When Mal Whitfield sneaked into the Los Angeles Coliseum in the summer of 1932, he saw an African American sprinter win a gold medal. The experience ignited a dream for the then-8-year-old from Watts.
“From that moment on,” Whitfield recalled decades later in Sports Illustrated, “I knew I wanted to run in the Olympic Games.”
FOR THE RECORD: In the Nov. 21 California section, the obituary of Olympic runner Mal Whitfield said that he set a world record in the 800 meters at the 1948 Games. He set an Olympic record in that race.
Whitfield, who earned the moniker “Marvelous Mal,” went on to become the premier 800-meter runner of his era, winning gold medals in the event at the 1948 and 1952 Summer Olympics.
A member of the Tuskegee Airmen, the segregated and much-celebrated group of African American pilots who fought in World War II, he also earned the distinction as the first American serviceman on active duty to win Olympic gold.
Whitfield, who later spent more than three decades as a sports ambassador for the U.S. State Department, died Thursday in Washington, D.C., his daughter, CNN anchor Fredricka Whitfield, told the Associated Press. He was 91.
Malvin Greston Whitfield was born in Bay City, Texas, on Oct. 11, 1924, and moved to Los Angeles with his family when he was about 4. By the time he turned 12, both his parents had died. He was raised by his sister Betty.
His Olympic dream was sparked by Eddie Tolan, who won the 100- and 200-meter dashes at the 1932 Games.
Whitfield attended Jefferson High School in South Los Angeles, leaving in 1943 to join the Army Air Forces and fly bomber missions during World War II. During the Korean War he was an Air Force tail gunner on 27 missions.
He fit both college and running into his Air Force years. He prepared for the 1952 Helsinki Olympics while serving in Korea, training on the airstrip between bombing runs. He was a sergeant when he began taking courses at Ohio State University, but he did not earn his bachelor’s degree until 1956, at Cal State L.A.
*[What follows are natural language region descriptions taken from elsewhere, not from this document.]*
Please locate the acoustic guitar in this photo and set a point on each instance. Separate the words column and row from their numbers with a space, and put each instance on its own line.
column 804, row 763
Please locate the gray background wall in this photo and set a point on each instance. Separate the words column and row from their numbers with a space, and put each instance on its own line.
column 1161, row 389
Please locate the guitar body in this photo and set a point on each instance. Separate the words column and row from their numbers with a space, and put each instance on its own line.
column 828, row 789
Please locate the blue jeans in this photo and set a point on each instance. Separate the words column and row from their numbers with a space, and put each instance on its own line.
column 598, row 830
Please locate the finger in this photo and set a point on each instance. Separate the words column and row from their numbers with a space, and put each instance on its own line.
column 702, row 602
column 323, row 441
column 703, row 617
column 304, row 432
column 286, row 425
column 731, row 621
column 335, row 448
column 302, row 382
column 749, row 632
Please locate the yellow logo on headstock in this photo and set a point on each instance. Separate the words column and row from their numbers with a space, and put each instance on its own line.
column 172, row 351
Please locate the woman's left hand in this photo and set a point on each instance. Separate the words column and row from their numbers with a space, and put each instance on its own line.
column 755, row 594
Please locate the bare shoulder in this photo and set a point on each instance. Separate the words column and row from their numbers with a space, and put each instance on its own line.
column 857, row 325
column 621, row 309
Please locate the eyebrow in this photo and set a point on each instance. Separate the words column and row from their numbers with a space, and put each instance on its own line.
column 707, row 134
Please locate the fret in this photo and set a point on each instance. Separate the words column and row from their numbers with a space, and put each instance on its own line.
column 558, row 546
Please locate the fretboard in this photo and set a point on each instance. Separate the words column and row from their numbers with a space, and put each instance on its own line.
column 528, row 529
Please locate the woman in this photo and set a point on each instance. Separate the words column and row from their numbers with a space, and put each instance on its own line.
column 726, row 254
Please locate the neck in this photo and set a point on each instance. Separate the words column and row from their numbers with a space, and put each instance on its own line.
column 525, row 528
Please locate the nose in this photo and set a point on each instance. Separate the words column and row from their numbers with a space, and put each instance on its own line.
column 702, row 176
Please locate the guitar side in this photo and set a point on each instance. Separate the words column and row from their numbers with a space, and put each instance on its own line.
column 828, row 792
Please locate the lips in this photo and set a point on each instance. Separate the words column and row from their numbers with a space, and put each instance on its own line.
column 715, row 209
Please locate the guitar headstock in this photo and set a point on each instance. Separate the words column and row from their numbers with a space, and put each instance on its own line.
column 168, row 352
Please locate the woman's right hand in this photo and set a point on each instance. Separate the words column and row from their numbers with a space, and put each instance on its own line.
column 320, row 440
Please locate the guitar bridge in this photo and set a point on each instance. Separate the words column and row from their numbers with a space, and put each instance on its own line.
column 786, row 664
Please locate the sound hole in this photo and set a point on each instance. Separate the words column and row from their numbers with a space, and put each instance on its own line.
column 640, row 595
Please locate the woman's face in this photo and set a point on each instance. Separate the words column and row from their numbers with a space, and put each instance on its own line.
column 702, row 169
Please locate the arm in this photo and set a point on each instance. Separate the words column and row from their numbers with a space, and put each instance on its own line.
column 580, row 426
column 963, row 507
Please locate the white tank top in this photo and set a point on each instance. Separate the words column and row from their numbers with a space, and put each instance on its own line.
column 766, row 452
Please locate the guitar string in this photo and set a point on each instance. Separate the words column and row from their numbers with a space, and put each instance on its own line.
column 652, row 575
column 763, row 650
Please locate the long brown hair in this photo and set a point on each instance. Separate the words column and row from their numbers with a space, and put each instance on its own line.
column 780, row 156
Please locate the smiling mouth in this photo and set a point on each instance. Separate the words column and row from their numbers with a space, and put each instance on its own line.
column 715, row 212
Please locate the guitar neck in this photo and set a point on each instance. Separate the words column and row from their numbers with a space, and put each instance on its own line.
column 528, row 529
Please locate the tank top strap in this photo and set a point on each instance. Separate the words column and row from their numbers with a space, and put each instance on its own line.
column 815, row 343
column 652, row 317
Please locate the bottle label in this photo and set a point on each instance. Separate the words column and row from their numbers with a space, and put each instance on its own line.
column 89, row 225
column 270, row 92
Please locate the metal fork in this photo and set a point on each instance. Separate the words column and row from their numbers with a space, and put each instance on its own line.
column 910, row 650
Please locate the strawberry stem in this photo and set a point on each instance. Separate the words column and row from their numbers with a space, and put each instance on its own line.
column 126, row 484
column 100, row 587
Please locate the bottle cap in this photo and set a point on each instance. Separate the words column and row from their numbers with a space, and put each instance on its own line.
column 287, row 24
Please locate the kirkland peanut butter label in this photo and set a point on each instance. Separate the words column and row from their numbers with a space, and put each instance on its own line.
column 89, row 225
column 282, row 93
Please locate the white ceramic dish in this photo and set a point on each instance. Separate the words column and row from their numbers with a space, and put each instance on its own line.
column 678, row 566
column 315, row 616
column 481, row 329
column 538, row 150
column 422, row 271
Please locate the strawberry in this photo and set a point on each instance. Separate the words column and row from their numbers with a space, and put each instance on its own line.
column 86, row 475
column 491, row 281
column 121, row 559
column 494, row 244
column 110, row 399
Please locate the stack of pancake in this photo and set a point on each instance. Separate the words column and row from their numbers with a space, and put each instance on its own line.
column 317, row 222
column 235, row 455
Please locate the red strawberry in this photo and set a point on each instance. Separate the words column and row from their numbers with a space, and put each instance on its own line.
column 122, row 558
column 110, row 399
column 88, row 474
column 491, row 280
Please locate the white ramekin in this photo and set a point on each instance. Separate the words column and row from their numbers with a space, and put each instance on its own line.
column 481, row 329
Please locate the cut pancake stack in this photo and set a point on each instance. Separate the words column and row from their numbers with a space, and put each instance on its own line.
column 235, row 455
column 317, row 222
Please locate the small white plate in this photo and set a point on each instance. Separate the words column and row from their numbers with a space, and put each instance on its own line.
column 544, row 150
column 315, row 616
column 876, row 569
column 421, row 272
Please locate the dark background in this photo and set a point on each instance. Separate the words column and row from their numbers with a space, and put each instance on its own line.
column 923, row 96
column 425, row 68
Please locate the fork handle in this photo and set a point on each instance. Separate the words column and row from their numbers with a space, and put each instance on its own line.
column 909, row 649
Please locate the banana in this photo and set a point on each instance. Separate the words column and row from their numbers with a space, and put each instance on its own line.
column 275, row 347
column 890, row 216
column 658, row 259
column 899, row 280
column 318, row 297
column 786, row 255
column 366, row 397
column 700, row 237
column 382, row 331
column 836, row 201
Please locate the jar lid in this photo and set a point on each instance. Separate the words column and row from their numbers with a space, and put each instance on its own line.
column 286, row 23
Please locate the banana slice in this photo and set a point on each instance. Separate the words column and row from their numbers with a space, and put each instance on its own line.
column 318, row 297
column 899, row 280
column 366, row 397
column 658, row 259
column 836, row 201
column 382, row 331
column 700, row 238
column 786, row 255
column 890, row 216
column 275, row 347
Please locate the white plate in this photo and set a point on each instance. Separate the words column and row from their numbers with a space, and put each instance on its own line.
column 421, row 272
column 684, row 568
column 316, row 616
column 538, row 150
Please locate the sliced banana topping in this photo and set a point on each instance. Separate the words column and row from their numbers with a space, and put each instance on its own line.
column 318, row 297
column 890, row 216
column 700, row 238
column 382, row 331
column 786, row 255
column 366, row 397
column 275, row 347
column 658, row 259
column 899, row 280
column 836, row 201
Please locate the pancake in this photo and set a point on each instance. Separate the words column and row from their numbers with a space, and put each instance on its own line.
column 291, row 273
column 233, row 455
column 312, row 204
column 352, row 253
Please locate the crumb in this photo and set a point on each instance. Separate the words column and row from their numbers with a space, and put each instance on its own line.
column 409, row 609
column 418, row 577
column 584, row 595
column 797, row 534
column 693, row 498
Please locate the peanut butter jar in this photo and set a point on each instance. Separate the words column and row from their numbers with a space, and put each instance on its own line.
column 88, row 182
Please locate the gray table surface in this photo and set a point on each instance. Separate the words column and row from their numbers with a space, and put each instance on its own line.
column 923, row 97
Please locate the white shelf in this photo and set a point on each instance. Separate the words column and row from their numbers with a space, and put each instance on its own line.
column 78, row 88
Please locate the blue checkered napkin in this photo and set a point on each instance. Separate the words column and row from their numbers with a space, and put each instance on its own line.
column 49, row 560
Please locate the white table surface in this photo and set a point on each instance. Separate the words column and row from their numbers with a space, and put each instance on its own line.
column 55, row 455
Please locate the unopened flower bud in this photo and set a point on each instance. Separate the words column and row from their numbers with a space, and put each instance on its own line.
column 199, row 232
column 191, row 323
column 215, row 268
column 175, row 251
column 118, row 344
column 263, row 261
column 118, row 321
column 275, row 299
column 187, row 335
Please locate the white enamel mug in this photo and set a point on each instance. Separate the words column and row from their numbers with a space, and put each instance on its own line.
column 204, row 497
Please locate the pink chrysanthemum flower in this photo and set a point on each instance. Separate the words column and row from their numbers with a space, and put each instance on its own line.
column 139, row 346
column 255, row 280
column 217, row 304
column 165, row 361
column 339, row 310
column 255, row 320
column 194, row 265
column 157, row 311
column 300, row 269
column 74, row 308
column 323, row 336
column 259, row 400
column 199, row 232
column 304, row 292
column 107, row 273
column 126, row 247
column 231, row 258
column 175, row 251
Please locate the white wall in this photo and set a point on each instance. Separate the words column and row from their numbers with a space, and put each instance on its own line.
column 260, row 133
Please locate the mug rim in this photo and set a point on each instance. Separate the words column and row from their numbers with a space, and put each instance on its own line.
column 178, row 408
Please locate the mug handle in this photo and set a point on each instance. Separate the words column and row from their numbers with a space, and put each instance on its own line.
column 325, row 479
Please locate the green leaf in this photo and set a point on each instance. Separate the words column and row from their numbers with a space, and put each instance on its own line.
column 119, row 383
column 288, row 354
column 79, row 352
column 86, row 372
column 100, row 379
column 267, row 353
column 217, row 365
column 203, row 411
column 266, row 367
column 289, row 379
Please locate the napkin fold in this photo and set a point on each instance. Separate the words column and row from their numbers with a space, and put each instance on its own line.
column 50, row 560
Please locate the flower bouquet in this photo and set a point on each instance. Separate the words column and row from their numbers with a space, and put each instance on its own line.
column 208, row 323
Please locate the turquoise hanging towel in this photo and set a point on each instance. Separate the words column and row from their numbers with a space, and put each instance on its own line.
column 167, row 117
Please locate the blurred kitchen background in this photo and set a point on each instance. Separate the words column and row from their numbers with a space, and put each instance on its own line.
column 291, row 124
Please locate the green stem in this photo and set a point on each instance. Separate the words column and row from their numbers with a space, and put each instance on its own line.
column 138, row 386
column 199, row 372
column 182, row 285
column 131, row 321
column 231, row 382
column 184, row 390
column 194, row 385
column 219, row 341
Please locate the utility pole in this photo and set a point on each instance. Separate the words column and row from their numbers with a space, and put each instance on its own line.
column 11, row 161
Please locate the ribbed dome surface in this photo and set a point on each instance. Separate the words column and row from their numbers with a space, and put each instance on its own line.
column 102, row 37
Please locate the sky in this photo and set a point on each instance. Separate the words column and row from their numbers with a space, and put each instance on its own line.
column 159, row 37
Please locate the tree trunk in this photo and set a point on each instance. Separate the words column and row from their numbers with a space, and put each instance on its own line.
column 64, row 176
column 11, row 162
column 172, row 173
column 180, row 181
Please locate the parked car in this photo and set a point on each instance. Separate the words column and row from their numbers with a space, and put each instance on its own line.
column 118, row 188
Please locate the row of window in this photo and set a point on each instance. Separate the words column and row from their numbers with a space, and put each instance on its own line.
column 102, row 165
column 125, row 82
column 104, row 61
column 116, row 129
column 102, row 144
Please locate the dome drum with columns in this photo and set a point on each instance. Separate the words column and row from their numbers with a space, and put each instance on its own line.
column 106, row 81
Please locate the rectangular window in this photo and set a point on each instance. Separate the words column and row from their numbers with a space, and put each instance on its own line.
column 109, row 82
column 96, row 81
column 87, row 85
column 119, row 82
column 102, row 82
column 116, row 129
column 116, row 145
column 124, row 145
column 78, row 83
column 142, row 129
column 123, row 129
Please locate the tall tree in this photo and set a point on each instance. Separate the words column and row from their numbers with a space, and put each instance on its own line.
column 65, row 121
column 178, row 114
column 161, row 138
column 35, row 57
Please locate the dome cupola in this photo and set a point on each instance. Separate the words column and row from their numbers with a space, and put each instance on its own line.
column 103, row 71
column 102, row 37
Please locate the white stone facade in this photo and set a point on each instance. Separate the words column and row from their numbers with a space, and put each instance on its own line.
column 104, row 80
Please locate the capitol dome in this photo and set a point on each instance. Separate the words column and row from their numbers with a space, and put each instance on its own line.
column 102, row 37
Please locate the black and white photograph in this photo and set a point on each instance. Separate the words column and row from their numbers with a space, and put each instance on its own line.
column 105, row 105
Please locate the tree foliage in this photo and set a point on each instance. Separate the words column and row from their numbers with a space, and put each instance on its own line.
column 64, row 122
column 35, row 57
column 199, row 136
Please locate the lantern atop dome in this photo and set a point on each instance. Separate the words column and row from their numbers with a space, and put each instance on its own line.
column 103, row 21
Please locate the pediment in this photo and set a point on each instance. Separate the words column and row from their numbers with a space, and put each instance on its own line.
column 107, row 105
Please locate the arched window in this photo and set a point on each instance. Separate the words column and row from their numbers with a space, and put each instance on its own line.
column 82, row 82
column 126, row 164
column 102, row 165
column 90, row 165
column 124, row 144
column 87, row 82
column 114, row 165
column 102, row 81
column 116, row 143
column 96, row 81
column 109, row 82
At the 1948 Olympics, he won the 800 meters in 1 minute 49.2 seconds, setting a world record — his first of six. He won his second gold as a member of the 1,600-meter relay team and also collected a bronze in the 400 meters.
In the 1952 Games, he matched his time from the previous Olympics to win the 800 meters again. Running in the 1,600-meter relay, he added a silver medal to his record.
In all, Whitfield won 66 of 69 800-meter races between 1948 and the end of the 1954 track season, including the National Collegiate Athletic Assn. title in 1948 and the Amateur Athletic Union title from 1949 to 1951. At the 1951 Pan American Games in Buenos Aires, he again triumphed in the 800 meters, securing his place as the era’s best runner at that distance.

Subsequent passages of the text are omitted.